# Explore public datasets

## Goal

This dataset is a tool to explore public data and see if it can be useful for fine-tuning models.

I want to know:

- Text length: how big are the texts in the dataset, measured in tokens
- Unique prompts: How many unique prompts each dataset has
- Prompt sampling: Inspect how random prompts from the dataset look

## Imports

In [None]:
import os
import glob
import numpy as np
import matplotlib.pyplot as plt
import matplotlib as mpl
import pandas as pd
from tqdm.auto import tqdm

from transformers import AutoTokenizer

plt.plot()
plt.close('all')
plt.rcParams["figure.figsize"] = (20, 5)
mpl.rcParams['lines.linewidth'] = 3
mpl.rcParams['font.size'] = 16

pd.set_option('display.max_colwidth', 200)

## Code

In [None]:
tokenizer = AutoTokenizer.from_pretrained('/home/gbarbadillo/data/Mistral-7B-Instruct-v0.2/')

In [None]:
def text_length_distribution(df):
    df['all_text'] = df['original_text'] + df['rewritten_text'] + df['rewrite_prompt']
    df['text_length'] = df['all_text'].apply(lambda x: len(tokenizer.tokenize(str(x))))
    plt.hist(df['text_length'].values, bins=np.linspace(0, 4000, 100))
    plt.grid()
    plt.xlabel('Number of tokens')

In [None]:
def get_dataset_name(filepath):
    name = os.path.basename(filepath).split('.')[0]
    folder = os.path.basename(os.path.dirname(filepath))
    if folder != 'data':
        name = f'{folder}/{name}'
    return name

In [None]:
def create_datasets_summary_table(datasets, dataset_names):
    rows = []
    for dataset in datasets:
        n_prompts = len(dataset['rewrite_prompt'].unique())
        rows.append(dict(
                         n=len(dataset),
                         n_prompts=n_prompts,
                         ratio=round(n_prompts/len(dataset), 2),
                         median_tokens=int(dataset['text_length'].median()),
                         ))
    return pd.DataFrame(rows, index=dataset_names)

In [None]:
def sample_prompts(dataset, n=5, random_seed=7):
    unique_prompts = dataset['rewrite_prompt'].apply(lambda x: str(x).strip()).unique()
    if n > len(unique_prompts):
        return unique_prompts
    np.random.seed(random_seed)
    return sorted(np.random.choice(unique_prompts, n, replace=False))

## Load data

In [None]:
dataset_filepaths = sorted(glob.glob('/mnt/hdd0/Kaggle/llm_prompt_recovery/data/*_curated.csv'))
dataset_filepaths += sorted(glob.glob('/mnt/hdd0/Kaggle/llm_prompt_recovery/data/*/*_curated.csv'))
dataset_names = [get_dataset_name(filepath) for filepath in dataset_filepaths]
datasets = [pd.read_csv(filepath) for filepath in tqdm(dataset_filepaths)]

In [None]:
print('\n'.join(dataset_filepaths))

In [None]:
print('\n'.join(dataset_names))

## Token length distribution

In [None]:
for dataset_name, dataset in zip(dataset_names, datasets):
    text_length_distribution(dataset)
    title = f'Token length distribution of {dataset_name} (n={len(dataset)})'
    plt.title(title)
    plt.show()

## Unique prompts

unique prompts vs dataset lenght, maybe a table with that data and also median token length.

In [None]:
create_datasets_summary_table(datasets, dataset_names)
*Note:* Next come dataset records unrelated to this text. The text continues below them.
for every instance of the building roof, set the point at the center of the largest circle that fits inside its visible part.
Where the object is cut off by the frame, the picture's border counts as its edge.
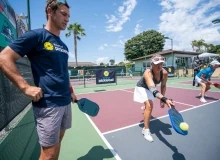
(168, 52)
(73, 64)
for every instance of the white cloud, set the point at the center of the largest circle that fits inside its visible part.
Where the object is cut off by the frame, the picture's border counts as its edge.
(101, 59)
(140, 20)
(137, 29)
(185, 21)
(115, 23)
(103, 46)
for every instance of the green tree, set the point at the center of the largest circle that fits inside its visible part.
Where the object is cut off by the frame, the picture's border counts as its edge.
(194, 44)
(77, 31)
(198, 45)
(145, 43)
(112, 62)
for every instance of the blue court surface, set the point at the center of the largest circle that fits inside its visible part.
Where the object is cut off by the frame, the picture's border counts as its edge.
(201, 143)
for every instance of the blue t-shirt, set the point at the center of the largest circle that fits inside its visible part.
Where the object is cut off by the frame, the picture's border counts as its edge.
(49, 63)
(207, 72)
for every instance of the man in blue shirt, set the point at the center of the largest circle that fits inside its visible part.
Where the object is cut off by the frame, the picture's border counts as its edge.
(52, 93)
(204, 78)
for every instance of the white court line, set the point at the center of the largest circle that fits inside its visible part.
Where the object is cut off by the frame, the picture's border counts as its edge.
(104, 139)
(133, 125)
(103, 91)
(190, 88)
(173, 101)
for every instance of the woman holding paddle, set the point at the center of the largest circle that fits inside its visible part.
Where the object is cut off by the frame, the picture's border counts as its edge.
(204, 78)
(146, 91)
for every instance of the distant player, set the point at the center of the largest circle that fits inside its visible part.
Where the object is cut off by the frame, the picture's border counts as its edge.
(204, 78)
(146, 91)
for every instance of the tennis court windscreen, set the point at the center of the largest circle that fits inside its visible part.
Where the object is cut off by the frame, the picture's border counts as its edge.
(12, 100)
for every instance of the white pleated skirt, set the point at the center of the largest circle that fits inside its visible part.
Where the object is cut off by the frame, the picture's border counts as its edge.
(141, 95)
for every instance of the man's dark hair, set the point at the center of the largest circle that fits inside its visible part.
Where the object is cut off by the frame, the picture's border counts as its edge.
(54, 5)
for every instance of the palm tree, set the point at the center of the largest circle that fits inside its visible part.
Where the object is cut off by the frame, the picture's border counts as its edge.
(194, 44)
(77, 31)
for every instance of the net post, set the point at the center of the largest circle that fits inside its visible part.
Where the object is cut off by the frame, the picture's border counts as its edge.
(116, 79)
(84, 81)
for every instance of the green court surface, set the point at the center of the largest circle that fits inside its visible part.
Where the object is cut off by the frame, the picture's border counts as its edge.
(83, 141)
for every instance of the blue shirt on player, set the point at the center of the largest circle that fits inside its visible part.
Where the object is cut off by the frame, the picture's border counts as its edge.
(207, 72)
(48, 56)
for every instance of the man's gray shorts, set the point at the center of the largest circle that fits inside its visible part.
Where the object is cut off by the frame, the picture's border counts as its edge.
(49, 122)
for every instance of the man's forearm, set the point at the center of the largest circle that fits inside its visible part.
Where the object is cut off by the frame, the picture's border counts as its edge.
(10, 70)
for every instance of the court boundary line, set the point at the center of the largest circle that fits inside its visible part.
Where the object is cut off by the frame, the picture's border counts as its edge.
(189, 88)
(114, 153)
(103, 91)
(136, 124)
(173, 101)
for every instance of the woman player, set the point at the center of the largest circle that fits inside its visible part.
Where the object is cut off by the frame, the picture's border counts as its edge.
(146, 91)
(204, 78)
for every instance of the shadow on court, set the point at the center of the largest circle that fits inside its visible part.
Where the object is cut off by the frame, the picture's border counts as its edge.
(156, 127)
(22, 141)
(97, 153)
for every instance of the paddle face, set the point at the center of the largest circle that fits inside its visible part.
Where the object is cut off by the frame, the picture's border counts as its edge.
(87, 106)
(176, 118)
(217, 85)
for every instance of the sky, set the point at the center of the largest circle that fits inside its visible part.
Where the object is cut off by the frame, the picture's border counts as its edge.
(109, 24)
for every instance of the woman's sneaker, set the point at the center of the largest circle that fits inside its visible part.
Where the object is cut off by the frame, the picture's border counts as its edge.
(203, 100)
(201, 94)
(147, 135)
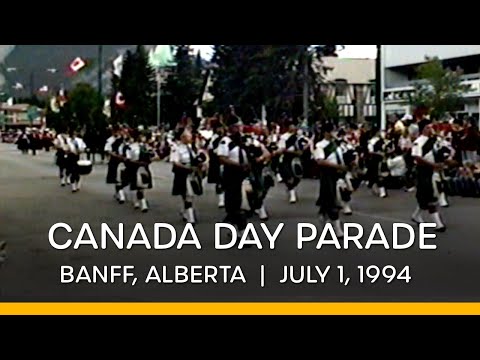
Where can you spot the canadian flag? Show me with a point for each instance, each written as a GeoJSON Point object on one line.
{"type": "Point", "coordinates": [54, 105]}
{"type": "Point", "coordinates": [119, 100]}
{"type": "Point", "coordinates": [77, 64]}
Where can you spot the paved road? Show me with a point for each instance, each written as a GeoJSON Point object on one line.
{"type": "Point", "coordinates": [32, 201]}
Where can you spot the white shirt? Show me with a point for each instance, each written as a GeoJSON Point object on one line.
{"type": "Point", "coordinates": [109, 143]}
{"type": "Point", "coordinates": [371, 144]}
{"type": "Point", "coordinates": [335, 157]}
{"type": "Point", "coordinates": [61, 142]}
{"type": "Point", "coordinates": [232, 154]}
{"type": "Point", "coordinates": [76, 145]}
{"type": "Point", "coordinates": [418, 151]}
{"type": "Point", "coordinates": [405, 143]}
{"type": "Point", "coordinates": [282, 144]}
{"type": "Point", "coordinates": [182, 154]}
{"type": "Point", "coordinates": [133, 152]}
{"type": "Point", "coordinates": [397, 166]}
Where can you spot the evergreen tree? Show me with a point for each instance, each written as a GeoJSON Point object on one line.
{"type": "Point", "coordinates": [439, 90]}
{"type": "Point", "coordinates": [138, 86]}
{"type": "Point", "coordinates": [183, 87]}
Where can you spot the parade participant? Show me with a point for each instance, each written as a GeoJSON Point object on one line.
{"type": "Point", "coordinates": [423, 151]}
{"type": "Point", "coordinates": [76, 146]}
{"type": "Point", "coordinates": [329, 158]}
{"type": "Point", "coordinates": [444, 152]}
{"type": "Point", "coordinates": [186, 173]}
{"type": "Point", "coordinates": [23, 142]}
{"type": "Point", "coordinates": [114, 176]}
{"type": "Point", "coordinates": [138, 157]}
{"type": "Point", "coordinates": [3, 251]}
{"type": "Point", "coordinates": [235, 169]}
{"type": "Point", "coordinates": [260, 177]}
{"type": "Point", "coordinates": [61, 159]}
{"type": "Point", "coordinates": [214, 168]}
{"type": "Point", "coordinates": [289, 150]}
{"type": "Point", "coordinates": [375, 160]}
{"type": "Point", "coordinates": [348, 181]}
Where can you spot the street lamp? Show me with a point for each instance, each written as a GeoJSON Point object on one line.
{"type": "Point", "coordinates": [160, 58]}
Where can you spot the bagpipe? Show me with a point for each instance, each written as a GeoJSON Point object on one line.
{"type": "Point", "coordinates": [260, 176]}
{"type": "Point", "coordinates": [302, 143]}
{"type": "Point", "coordinates": [199, 171]}
{"type": "Point", "coordinates": [350, 180]}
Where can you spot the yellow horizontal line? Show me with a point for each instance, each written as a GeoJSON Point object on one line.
{"type": "Point", "coordinates": [239, 308]}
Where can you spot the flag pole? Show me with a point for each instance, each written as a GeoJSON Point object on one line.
{"type": "Point", "coordinates": [159, 96]}
{"type": "Point", "coordinates": [100, 50]}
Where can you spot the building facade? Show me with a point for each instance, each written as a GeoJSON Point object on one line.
{"type": "Point", "coordinates": [352, 83]}
{"type": "Point", "coordinates": [27, 70]}
{"type": "Point", "coordinates": [400, 62]}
Around 9 trainings, 2 days of submissions.

## Sampling prompts

In [None]:
n = 20
for dataset_name, dataset in zip(dataset_names, datasets):
    prompts = sample_prompts(dataset, n=n)
    print(f'\n\n\t\t{dataset_name} ({len(dataset)} samples)\n')
    print('\n'.join(prompts))
    print('\n' + '*'*100)

In [None]:
df = pd.read_csv('/mnt/hdd0/Kaggle/llm_prompt_recovery/data/high_quality_dataset_v2.csv')
df.head()

In [None]:
print('\n'.join(df.sample(40).rewrite_prompt.values))